Dyld is a dynamic linker, so how does it load our main program and the dynamic library we use, and when is the load method called
Dyld_start: DYLD entrance
First, we create a new iOS project dyldDemo. We override the +(void)load method in viewController.m, and set a breakpoint in the load method, using the BT directive to view the function call stack there
(LLDB) thread #1, queue = 'com.apple.main-thread', stop reason = breakPoint 1.1 * frame #0: 0x000000010e58ce4c dyldDemo`+[ViewController load](self=ViewController, _cmd="load") at ViewController.m:23:1 frame #1: 0x00007fff201804e3 libobjc.A.dylib`load_images + 1442 frame #2: 0x000000010e5a0e54 dyld_sim`dyld::notifySingle(dyld_image_states, ImageLoader const*, ImageLoader::InitializerTimingList*) + 425 frame #3: 0x000000010e5af887 dyld_sim`ImageLoader::recursiveInitialization(ImageLoader::LinkContext const&, unsigned int, char const*, ImageLoader::InitializerTimingList&, ImageLoader::UninitedUpwards&) + 437 frame #4: 0x000000010e5adbb0 dyld_sim`ImageLoader::processInitializers(ImageLoader::LinkContext const&, unsigned int, ImageLoader::InitializerTimingList&, ImageLoader::UninitedUpwards&) + 188 frame #5: 0x000000010e5adc50 dyld_sim`ImageLoader::runInitializers(ImageLoader::LinkContext const&, ImageLoader::InitializerTimingList&) + 82 frame #6: 0x000000010e5a12a9 dyld_sim`dyld::initializeMainExecutable() + 199 frame #7: 0x000000010e5a5d50 dyld_sim`dyld::_main(macho_header const*, unsigned long, int, char const**, char const**, char const**, unsigned long*) + 4431 frame #8: 0x000000010e5a01c7 dyld_sim`start_sim + 122 frame #9: 0x000000010f84857a dyld`dyld::useSimulatorDyld(int, macho_header const*, char const*, int, char const**, char const**, char const**, unsigned long*, unsigned long*) + 2093 frame #10: 0x000000010f845df3 dyld`dyld::_main(macho_header const*, unsigned long, int, char const**, char const**, char const**, unsigned long*) + 1199 frame #11: 0x000000010f84022b dyld`dyldbootstrap::start(dyld3::MachOLoaded const*, int, char const**, dyld3::MachOLoaded const*, unsigned long*) + 457 frame #12: 0x000000010f840025 dyld`_dyld_start + 37Copy the code
We can see that dyld calls start from _dyLD_START in dyLDBootstrap
dyld3::kdebug_trace_dyld_marker(DBG_DYLD_TIMING_BOOTSTRAP_START, 0, 0, 0, 0); rebaseDyld(dyldsMachHeader); // 1 const char** apple = envp; while(*apple ! = NULL) { ++apple; } ++apple; // set up random value for stack canary __guard_setup(apple); // 2 #if DYLD_INITIALIZER_SUPPORT // run all C++ initializers inside dyld runDyldInitializers(argc, argv, envp, apple); #endif _subsystem_init(apple); // now that we are done bootstrapping dyld, call dyld's main uintptr_t appsSlide = appsMachHeader->getSlide(); return dyld::_main((macho_header*)appsMachHeader, appsSlide, argc, argv, envp, apple, startGlue);Copy the code
- 1,
Relocation dyld
When the APP starts, the system will provide the process with a virtual memory offset ASLR, yesdyld
Make corrections. - 2. Protect the stack space.

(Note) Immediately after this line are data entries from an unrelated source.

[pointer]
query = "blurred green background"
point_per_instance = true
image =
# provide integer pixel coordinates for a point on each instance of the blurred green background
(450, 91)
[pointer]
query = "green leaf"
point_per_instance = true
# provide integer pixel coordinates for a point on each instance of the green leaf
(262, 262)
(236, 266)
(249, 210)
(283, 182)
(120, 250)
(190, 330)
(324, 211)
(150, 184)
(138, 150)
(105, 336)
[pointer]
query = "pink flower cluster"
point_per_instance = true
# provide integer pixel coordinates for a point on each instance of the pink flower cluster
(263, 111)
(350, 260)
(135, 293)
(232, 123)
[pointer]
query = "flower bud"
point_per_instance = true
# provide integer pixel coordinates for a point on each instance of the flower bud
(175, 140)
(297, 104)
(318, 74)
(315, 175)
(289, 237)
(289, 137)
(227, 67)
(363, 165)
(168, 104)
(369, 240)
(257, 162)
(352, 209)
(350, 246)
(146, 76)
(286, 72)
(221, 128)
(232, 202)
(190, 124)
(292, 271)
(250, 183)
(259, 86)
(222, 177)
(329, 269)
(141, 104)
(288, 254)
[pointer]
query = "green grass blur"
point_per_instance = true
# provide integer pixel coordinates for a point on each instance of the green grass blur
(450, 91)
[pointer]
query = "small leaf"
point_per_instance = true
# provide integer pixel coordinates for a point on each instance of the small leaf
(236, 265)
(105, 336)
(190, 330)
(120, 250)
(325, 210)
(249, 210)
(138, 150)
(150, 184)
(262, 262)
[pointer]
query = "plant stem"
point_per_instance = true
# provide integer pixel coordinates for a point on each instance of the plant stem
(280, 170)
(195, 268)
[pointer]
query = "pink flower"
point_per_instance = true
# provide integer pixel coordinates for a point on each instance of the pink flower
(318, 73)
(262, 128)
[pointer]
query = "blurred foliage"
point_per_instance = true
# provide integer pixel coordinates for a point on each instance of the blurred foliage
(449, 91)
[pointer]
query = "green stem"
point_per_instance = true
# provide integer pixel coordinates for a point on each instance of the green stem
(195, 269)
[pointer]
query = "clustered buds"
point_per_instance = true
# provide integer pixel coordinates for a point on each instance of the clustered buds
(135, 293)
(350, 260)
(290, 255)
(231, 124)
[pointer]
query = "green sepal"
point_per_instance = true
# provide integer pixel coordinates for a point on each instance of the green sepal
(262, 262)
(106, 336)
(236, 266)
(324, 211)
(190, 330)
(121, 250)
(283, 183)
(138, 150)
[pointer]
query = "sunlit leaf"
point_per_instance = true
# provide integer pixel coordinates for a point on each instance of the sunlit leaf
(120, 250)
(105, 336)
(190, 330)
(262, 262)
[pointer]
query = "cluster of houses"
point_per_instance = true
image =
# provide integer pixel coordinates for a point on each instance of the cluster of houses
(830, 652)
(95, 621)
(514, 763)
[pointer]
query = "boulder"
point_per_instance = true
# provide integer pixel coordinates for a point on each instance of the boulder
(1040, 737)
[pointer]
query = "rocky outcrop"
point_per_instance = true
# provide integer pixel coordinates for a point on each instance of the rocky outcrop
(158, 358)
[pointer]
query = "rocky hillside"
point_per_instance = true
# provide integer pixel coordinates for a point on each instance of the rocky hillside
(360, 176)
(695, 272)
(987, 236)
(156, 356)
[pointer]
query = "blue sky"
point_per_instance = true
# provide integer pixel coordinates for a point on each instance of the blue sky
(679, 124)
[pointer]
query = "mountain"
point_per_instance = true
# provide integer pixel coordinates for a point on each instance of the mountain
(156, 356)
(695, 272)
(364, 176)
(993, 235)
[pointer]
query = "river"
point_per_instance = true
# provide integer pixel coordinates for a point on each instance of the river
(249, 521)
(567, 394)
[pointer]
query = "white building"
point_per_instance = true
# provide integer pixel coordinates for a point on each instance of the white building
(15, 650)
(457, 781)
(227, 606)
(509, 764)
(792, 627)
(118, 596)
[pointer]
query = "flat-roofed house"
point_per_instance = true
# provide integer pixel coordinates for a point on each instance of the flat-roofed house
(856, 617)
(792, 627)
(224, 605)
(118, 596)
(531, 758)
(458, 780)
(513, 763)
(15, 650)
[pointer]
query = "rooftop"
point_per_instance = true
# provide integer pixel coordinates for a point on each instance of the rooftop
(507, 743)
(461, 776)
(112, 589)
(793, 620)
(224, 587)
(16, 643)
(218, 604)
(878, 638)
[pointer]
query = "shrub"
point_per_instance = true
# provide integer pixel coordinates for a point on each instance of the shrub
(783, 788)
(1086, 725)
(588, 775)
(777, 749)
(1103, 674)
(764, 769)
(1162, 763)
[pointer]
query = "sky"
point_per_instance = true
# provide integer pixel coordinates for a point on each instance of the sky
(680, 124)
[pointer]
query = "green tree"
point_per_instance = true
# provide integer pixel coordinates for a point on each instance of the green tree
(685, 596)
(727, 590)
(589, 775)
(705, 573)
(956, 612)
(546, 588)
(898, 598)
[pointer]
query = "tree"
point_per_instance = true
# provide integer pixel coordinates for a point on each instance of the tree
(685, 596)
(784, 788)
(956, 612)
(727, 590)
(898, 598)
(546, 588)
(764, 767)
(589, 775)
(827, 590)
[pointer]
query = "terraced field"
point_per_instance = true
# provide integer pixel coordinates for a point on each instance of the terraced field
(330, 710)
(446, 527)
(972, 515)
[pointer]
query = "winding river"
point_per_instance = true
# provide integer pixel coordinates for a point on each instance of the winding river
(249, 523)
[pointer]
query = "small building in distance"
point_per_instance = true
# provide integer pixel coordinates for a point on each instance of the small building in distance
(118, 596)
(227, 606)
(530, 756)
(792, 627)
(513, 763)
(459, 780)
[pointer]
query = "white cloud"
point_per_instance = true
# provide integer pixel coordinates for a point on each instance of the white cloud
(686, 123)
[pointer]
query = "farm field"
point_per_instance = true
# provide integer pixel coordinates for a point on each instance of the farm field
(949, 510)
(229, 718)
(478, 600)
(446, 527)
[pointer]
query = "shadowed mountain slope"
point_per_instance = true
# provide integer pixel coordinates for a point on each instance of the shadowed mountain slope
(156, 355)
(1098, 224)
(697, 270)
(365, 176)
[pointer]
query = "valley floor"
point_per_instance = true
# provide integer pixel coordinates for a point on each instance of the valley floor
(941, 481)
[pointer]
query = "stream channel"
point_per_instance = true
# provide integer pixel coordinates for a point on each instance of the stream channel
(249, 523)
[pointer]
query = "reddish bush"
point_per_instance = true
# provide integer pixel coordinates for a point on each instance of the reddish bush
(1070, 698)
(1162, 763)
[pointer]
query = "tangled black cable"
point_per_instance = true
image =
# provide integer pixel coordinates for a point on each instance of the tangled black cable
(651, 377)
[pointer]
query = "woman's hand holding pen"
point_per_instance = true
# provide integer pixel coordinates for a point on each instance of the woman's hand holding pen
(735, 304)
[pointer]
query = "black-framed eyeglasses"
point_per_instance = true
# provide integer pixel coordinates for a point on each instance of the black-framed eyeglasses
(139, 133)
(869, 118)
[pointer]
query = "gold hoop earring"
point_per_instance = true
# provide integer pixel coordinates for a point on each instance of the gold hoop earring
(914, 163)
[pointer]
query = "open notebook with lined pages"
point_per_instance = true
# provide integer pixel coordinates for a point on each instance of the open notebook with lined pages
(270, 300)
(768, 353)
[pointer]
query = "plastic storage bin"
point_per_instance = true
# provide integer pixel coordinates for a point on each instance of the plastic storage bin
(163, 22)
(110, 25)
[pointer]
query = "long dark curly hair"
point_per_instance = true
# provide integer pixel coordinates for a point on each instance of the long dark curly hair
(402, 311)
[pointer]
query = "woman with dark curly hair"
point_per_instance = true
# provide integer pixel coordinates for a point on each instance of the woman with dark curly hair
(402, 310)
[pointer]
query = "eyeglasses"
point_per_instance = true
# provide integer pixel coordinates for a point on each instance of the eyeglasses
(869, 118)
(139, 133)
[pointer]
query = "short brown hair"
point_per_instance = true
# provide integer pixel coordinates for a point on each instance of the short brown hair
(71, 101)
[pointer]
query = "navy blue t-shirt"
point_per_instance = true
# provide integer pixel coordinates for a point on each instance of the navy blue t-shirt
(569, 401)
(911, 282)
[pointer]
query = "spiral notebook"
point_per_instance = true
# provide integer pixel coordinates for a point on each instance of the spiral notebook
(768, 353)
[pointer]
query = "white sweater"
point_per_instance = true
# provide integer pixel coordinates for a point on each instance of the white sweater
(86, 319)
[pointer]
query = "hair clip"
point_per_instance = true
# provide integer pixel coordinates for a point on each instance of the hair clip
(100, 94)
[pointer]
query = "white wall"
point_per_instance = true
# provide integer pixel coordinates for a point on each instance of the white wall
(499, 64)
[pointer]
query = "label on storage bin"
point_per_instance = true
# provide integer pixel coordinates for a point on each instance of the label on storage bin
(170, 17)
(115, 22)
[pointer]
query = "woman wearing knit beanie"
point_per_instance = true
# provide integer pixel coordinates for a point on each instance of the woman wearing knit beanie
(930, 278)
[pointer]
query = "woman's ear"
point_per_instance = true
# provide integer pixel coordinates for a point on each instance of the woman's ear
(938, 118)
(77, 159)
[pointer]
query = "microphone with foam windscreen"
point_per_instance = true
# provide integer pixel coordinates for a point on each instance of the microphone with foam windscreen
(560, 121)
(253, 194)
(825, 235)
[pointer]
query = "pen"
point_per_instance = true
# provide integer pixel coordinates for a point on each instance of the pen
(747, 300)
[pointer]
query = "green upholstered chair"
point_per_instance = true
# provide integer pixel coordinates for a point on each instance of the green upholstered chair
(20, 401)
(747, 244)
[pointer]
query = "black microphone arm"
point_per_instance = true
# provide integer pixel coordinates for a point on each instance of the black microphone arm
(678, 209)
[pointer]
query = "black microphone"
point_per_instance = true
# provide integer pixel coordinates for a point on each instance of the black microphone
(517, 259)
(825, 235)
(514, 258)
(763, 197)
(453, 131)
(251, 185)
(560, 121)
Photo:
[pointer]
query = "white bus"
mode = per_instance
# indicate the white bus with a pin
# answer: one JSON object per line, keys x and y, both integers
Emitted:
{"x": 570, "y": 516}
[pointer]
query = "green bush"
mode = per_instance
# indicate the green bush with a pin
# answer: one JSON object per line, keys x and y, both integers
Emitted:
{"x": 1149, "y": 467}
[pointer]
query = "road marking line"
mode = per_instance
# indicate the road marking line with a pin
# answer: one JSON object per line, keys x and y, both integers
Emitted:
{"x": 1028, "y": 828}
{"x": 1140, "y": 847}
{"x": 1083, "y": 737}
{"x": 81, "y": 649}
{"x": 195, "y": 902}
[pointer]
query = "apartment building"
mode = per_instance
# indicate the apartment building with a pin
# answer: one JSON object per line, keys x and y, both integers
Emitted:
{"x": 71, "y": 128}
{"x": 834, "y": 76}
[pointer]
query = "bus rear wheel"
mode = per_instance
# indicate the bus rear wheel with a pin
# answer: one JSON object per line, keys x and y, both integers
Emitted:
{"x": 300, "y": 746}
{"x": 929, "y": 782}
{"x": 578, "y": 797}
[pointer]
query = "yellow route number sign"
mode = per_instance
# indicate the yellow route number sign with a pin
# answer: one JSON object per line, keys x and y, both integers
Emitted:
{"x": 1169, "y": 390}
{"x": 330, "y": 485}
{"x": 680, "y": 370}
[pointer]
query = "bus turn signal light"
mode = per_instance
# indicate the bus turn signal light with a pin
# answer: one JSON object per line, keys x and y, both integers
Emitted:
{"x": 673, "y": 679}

Main program environment configuration
In dyld: : _main, environment configuration of the main program, the initialization mainExecutableCDHash (the main function of the hash), sMainExecutableMachHeader (Mach – O header), SMainExecutableSlide (ASLR memory offset of the main program), which gives you the address and memory offset of the main program’s Mach-oheader.
If we set DYLD_PRINT_OPTS or DYLD_PRINT_ENV to 1, All dyLD configuration and environment variables will be printed, as shown below:
The following output is displayed:
opt[0] = "/Users/bel/Library/Developer/CoreSimulator/Devices/B428260A-1DE5-4090-A8E9-52E8EE6F2F2E/data/Containers/Bundle/Applicat ion/E364F774-F594-4E77-8622-DE78B7742C0D/dyldDemo.app/dyldDemo" IOS_SIMULATOR_SYSLOG_SOCKET=/tmp/com.apple.CoreSimulator.SimDevice.B428260A-1DE5-4090-A8E9-52E8EE6F2F2E/syslogsock SIMULATOR_SHARED_RESOURCES_DIRECTORY=/Users/bel/Library/Developer/CoreSimulator/Devices/B428260A-1DE5-4090-A8E9-52E8EE6F 2F2E/data XPC_SIMULATOR_LAUNCHD_NAME=com.apple.CoreSimulator.SimDevice.B428260A-1DE5-4090-A8E9-52E8EE6F2F2E DYLD_ROOT_PATH=/Applications/Xcode.app/Contents/Developer/Platforms/iPhoneOS.platform/Library/Developer/CoreSimulator/Pr ofiles/Runtimes/iOS.simruntime/Contents/Resources/RuntimeRoot esources/capabilities.plist SIMULATOR_FRAMEBUFFER_FRAMEWORK=/Library/Developer/PrivateFrameworks/CoreSimulator.framework/Resources/Platforms/iphoneo s/Library/PrivateFrameworks/SimFramebuffer.framework/SimFramebuffer DYLD_LIBRARY_PATH=/Users/bel/Library/Developer/Xcode/DerivedData/dyldDemo-aekwxanrcjrzwagsdjsahkghypfj/Build/Products/De bug-iphonesimulator:/Applications/Xcode.app/Contents/Developer/Platforms/iPhoneOS.platform/Library/Developer/CoreSimulat or/Profiles/Runtimes/iOS.simruntime/Contents/Resources/RuntimeRoot/usr/lib/system/introspection .... DYLD_PRINT_OPTS=1 TESTMANAGERD_SIM_SOCK=/private/tmp/com.apple.launchd.j1MbmWtF0N/com.apple.testmanagerd.unix-domain.socket DYLD_PRINT_ENV=1 XPC_FLAGS=1Copy the code
Loading the Shared cache
After reading the header of the main application and configuring environment variables, load the shared cache. In iOS, you must have a shared cache. Libraries in the system, such as UIKit and Foundation, are stored in the shared cache.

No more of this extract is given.